O corpo da missionária norte-americana Dorothy Stang, na estrada de terra em que foi morta

Espreme que sai sangue. Péssimo gosto. Mas poderia ser pior. Estou absolutamente certo de que os jornais locais da região do crime, como a Folha de Tapajós, dona dessa imagem, publicaram closes do cadáver.

No trabalho, fui pautado para escrever a nota oficial do caso pela assessoria de imprensa da empresa. O texto segue abaixo:

"O assassinato da missionária americana Dorothy Mae Stang, 73, no último sábado, em área de conflito no Pará, denuncia um Brasil sem lei. A frágil estrutura , falta de segurança e péssimas condições de trabalho da religiosa, que sempre defendeu a dignidade de trabalhadores rurais, explicitam a coragem e a determinação da irmã na luta pela tão sonhada reforma agrária nacional, entre outras bandeiras.

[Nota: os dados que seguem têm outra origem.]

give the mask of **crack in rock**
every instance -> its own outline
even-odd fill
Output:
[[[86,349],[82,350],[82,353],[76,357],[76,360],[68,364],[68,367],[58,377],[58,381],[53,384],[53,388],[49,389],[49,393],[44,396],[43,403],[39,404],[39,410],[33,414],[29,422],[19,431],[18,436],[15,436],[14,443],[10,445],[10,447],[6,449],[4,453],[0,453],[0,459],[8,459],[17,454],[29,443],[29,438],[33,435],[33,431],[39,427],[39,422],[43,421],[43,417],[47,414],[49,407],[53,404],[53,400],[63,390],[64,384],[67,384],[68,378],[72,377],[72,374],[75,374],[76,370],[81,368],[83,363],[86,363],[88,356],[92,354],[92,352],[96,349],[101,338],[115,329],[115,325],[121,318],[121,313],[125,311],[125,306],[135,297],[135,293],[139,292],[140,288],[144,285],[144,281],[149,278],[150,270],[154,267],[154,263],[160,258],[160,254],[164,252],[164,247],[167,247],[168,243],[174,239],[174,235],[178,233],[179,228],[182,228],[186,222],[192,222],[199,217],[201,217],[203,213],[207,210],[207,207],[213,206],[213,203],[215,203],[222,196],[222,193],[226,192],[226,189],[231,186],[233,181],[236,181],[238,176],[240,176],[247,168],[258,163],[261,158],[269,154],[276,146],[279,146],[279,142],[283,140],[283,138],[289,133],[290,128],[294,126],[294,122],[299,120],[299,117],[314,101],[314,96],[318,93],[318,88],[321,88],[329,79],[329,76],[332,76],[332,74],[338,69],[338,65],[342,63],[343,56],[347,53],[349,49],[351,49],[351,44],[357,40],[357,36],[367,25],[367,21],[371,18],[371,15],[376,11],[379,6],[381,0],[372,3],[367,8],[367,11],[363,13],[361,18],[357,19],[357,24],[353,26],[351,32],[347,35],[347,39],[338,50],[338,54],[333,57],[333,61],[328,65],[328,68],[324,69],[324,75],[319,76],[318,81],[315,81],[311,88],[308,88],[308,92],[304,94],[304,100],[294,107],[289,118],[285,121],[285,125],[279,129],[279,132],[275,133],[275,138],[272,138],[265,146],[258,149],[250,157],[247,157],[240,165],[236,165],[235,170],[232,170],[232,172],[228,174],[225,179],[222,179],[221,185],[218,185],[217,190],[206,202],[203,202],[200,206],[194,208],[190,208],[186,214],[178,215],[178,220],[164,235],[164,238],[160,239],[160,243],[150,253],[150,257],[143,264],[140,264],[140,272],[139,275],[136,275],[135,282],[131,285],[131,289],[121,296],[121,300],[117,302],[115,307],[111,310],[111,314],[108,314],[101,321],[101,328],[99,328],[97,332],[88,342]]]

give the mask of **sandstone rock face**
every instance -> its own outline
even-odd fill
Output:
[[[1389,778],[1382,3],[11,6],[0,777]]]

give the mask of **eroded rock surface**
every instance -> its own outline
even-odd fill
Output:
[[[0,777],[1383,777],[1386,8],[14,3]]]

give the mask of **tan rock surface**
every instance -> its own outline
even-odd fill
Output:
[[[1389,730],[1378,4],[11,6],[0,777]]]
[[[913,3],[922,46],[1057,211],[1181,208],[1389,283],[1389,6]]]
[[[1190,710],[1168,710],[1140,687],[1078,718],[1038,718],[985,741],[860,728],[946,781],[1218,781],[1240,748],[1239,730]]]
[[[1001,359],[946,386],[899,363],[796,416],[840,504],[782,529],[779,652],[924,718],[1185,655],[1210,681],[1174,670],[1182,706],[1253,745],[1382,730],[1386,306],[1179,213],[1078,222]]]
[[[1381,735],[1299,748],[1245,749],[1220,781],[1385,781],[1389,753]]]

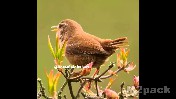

Dorothy foi vítima de criminosos que se auto-proclamam donos da terra, acima das leis do país. Os seis tiros que levaram a vida da missionária, na maneira mais covarde e cruel, não calaram sua causa, muitos menos os simpatizantes dela. Os laços dos objetivos traçados por essa americana, naturalizada brasileira, que saiu de seu país para lutar por um Brasil mais justo, uniu muito mais a busca por esperança e democracia.

A [empresa que trabalho] espera que a justiça puna com rigor os responsáveis por esse crime bárbaro, que fere todos os princípios de dignidade, virtude e de luta pelo povo brasileiro. Esperamos que uma verdadeira reforma agrária seja uma realidade neste governo.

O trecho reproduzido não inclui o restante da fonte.